My routine was this: On Saturday morning, surrounded by my cookbooks and recipe file, I would make dinner selections for each night of the week, then write a shopping list. While not unpleasant, it consumed most of the morning, and I had yet to even make it to the stores.
Something had to give.
I decided to build a computer database of all of my favorite recipes and use it to generate my weekly shopping list. In other words, I would bring my work skills home.
Even here at The New York Times, which has hundreds of employees skilled in information gathering and technology, my job is at the extreme end of the nerd scale. I spend my days combing through databases — digital collections of public records — in search of evidence to support traditional news reporting. My home recipe project became an extension of that work: a rather high-tech way of doing a task that most people manage with pencil and paper. Think Betty Crocker meets Bill Gates.
For years, I had been saving recipes and recording my favorites in a three-ring binder known as the “blue book.” Now I had to type all those recipes into a computer database and decide how to tag the various dishes and ingredients.
I began by settling on broad categories: breakfast, dessert, entree and side dish.
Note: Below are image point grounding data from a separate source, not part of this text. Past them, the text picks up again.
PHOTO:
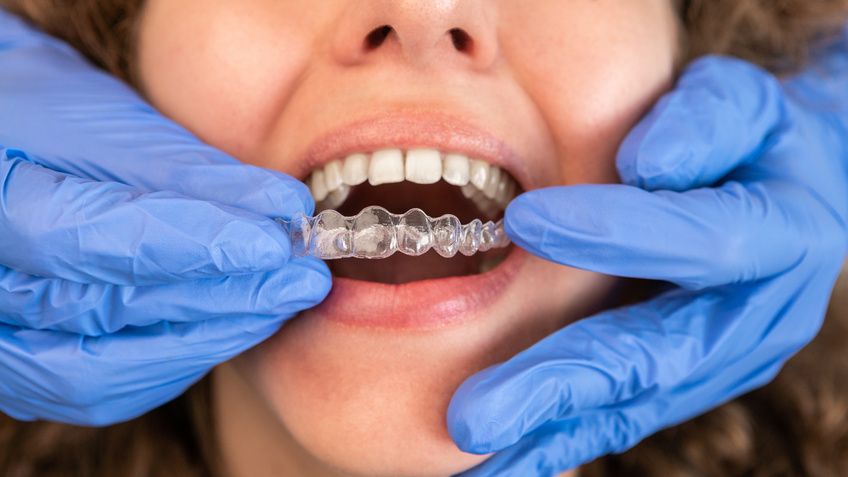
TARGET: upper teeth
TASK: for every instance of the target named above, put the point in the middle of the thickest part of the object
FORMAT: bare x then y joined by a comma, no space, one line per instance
483,183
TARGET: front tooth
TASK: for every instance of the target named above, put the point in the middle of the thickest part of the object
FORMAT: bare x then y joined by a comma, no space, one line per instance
423,166
318,186
414,233
457,170
333,175
386,167
355,169
491,188
479,173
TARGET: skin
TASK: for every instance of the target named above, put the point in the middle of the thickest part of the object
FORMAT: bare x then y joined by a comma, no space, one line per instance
559,82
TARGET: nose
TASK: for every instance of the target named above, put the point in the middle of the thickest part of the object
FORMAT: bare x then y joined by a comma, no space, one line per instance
418,32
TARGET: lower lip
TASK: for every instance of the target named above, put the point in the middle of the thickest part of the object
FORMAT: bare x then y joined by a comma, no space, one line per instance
424,304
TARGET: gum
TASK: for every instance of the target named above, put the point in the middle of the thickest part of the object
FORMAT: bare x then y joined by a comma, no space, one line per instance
376,233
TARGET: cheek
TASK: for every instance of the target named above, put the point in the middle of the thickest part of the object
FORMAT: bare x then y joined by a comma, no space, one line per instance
193,57
593,80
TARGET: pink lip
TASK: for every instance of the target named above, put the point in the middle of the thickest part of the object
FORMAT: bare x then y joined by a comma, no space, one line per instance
405,130
423,304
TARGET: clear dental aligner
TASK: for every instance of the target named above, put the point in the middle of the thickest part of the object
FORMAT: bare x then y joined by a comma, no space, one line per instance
377,233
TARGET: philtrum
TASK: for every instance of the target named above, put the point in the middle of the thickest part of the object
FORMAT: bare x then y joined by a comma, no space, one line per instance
377,233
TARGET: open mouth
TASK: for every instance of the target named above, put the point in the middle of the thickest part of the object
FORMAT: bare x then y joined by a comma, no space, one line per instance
400,181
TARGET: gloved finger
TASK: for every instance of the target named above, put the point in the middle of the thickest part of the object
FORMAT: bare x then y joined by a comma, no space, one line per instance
101,129
48,374
95,310
681,340
558,446
543,453
722,114
696,239
58,226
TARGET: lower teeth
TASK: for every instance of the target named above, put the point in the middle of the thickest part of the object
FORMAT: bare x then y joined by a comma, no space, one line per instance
377,233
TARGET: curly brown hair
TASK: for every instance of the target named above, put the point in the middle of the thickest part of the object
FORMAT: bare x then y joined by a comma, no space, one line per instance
795,426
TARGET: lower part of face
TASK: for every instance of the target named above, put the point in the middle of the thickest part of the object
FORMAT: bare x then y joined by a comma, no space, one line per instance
543,89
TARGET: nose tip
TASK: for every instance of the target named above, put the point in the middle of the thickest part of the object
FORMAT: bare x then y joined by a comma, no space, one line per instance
417,33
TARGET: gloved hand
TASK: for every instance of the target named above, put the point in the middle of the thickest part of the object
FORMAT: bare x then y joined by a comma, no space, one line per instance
737,192
133,258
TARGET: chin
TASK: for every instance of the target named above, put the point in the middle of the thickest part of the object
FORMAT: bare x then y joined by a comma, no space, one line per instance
369,396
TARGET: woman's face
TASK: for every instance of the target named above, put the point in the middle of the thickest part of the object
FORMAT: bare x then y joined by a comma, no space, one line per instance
544,89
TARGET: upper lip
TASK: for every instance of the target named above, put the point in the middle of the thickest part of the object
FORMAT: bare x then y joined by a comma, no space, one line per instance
407,130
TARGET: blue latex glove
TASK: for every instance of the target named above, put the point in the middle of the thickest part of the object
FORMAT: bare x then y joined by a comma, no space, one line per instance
133,258
737,191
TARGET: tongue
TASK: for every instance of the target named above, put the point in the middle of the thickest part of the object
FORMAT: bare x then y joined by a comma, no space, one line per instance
401,268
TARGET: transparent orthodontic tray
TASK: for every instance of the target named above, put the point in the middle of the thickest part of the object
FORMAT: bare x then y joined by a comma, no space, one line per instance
377,233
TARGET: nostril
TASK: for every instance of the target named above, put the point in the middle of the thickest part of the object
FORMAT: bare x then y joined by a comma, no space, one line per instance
377,37
461,40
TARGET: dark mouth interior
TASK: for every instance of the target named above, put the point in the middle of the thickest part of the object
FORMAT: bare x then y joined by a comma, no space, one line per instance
435,200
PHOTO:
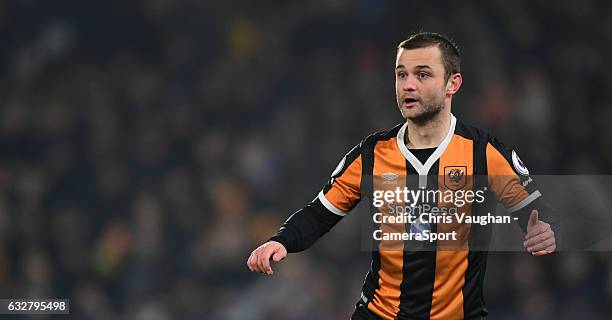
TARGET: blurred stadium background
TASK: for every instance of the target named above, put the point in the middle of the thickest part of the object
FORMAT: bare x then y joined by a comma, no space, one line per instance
149,146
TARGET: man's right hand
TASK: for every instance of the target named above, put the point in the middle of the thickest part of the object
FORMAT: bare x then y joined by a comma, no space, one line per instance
259,261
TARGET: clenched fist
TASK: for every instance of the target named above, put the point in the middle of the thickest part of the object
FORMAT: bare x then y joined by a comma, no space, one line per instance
259,261
540,239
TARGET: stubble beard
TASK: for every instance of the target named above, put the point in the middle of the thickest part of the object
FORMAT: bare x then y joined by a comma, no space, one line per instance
428,109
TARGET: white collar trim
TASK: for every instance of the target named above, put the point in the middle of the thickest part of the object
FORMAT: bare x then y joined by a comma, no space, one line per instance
423,169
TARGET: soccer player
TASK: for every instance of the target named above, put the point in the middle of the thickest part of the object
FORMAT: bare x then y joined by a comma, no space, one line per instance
406,283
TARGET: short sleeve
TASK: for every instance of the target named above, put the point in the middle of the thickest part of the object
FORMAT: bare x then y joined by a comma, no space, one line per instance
342,192
508,177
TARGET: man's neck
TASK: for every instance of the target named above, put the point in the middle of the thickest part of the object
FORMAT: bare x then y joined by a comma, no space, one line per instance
428,134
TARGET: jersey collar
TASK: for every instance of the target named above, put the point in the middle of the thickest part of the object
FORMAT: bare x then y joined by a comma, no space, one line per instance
423,169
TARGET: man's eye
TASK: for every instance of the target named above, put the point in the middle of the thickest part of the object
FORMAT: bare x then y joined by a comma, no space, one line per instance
423,75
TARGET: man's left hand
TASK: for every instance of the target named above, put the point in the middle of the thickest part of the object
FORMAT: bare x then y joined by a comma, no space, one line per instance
540,239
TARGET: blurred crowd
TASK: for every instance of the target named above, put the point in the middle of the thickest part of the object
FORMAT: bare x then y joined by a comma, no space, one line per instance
149,146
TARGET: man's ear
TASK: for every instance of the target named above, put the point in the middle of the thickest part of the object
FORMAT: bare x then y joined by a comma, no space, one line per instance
453,84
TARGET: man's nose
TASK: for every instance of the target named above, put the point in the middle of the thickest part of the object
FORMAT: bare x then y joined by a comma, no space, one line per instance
409,83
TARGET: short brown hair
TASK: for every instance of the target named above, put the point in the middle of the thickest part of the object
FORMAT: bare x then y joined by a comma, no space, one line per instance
451,58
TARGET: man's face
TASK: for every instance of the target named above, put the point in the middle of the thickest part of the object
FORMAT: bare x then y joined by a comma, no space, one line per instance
420,86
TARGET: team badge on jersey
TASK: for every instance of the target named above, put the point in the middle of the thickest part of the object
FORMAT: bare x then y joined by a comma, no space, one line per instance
455,177
519,165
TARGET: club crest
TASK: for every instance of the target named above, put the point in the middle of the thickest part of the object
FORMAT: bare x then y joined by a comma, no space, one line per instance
455,177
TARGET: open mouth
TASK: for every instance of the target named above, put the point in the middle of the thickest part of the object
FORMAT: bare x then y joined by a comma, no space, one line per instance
410,100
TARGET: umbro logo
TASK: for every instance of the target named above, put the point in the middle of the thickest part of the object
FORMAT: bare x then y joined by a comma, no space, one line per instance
389,176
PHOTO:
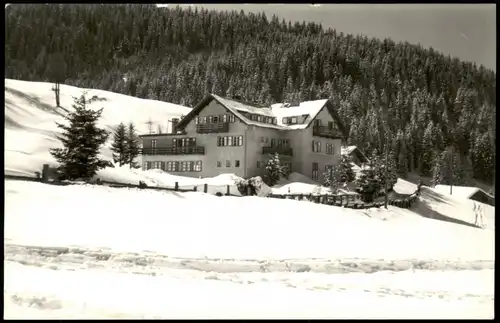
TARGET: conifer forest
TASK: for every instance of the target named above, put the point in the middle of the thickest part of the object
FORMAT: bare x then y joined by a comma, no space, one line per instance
428,103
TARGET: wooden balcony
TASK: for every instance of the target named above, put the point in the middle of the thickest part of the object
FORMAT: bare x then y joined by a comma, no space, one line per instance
212,127
325,132
286,151
195,150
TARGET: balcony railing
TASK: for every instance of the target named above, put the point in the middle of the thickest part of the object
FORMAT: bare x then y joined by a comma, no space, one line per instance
212,127
286,151
195,150
322,131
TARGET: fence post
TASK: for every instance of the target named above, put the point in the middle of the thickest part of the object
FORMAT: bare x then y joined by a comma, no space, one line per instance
45,173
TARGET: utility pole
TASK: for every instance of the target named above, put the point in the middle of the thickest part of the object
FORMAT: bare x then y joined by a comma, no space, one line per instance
386,199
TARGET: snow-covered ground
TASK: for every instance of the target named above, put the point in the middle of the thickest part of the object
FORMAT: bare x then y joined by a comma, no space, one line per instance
86,251
30,116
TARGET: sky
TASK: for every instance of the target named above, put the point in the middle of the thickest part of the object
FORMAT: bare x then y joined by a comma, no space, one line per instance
466,31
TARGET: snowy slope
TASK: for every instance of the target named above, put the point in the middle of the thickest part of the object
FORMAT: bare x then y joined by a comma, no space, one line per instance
191,255
30,117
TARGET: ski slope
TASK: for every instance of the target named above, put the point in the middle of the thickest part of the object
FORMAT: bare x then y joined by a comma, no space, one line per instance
84,251
30,116
72,251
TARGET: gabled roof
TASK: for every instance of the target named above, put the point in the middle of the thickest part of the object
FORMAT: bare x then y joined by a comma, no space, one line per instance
278,111
347,150
459,191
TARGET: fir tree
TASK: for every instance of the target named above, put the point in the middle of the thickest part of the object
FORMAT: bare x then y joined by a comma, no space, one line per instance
82,140
274,171
119,145
133,149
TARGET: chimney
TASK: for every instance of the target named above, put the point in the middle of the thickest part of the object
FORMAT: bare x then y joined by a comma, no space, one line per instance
175,121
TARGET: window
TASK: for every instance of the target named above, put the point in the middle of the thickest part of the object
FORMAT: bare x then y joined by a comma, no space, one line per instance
315,171
230,141
316,146
197,166
330,149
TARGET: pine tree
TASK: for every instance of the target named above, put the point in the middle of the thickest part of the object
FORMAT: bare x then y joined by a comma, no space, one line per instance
332,178
82,140
119,145
133,149
274,171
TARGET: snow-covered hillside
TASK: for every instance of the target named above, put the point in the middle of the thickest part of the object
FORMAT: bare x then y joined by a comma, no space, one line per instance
30,117
86,251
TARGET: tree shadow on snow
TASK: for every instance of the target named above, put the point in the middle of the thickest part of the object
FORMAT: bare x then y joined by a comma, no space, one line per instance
34,101
423,209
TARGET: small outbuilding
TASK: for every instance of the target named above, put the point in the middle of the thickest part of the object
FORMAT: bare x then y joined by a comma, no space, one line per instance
467,192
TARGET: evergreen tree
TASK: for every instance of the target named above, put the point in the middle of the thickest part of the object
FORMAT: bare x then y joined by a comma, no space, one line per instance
82,140
119,145
332,178
133,149
274,171
452,169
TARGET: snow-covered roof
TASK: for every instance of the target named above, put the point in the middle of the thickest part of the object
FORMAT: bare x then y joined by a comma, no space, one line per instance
347,150
305,111
306,108
459,191
244,107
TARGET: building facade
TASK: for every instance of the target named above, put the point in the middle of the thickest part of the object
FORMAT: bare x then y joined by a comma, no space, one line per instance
221,136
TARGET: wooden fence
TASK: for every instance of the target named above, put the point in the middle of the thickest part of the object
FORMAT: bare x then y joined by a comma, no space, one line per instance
348,200
176,187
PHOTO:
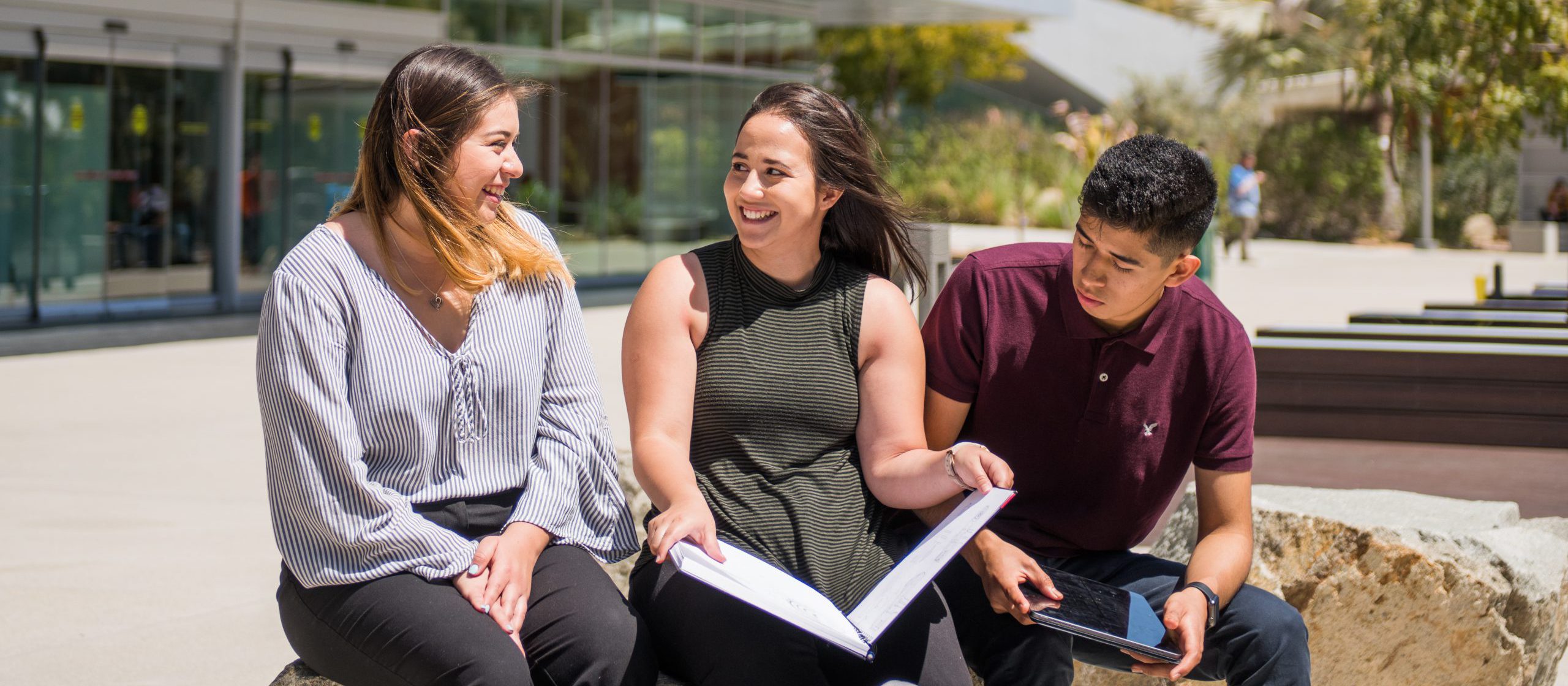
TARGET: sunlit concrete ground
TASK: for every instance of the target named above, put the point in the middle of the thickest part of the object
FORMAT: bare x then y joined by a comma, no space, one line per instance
137,547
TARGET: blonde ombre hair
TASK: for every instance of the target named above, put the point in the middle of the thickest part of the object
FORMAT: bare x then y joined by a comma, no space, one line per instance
443,91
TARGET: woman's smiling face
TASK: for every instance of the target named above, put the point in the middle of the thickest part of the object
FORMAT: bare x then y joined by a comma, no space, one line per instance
772,187
486,162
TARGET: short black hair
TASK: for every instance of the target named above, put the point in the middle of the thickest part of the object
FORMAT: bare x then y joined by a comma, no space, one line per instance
1155,187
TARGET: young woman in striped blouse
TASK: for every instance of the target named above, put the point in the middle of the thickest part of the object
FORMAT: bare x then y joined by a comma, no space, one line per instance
440,470
775,387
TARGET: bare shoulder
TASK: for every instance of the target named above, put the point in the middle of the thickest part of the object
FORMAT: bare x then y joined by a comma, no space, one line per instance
345,224
886,320
673,293
676,279
885,304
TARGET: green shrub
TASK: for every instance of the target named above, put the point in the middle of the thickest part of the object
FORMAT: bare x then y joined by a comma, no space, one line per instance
984,170
1463,184
1324,178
Entrees were further tagged as beef, pork, poultry, pasta, seafood, vegetarian, soup or salad. I tagged side dishes as vegetable or fruit, according to the dominant ingredient. I added other categories for items like cleansers, bath items and paper products — things that I might need to buy but would not turn up in a recipe. When our son arrived eight years ago, I added categories for snacks and other items specifically for him.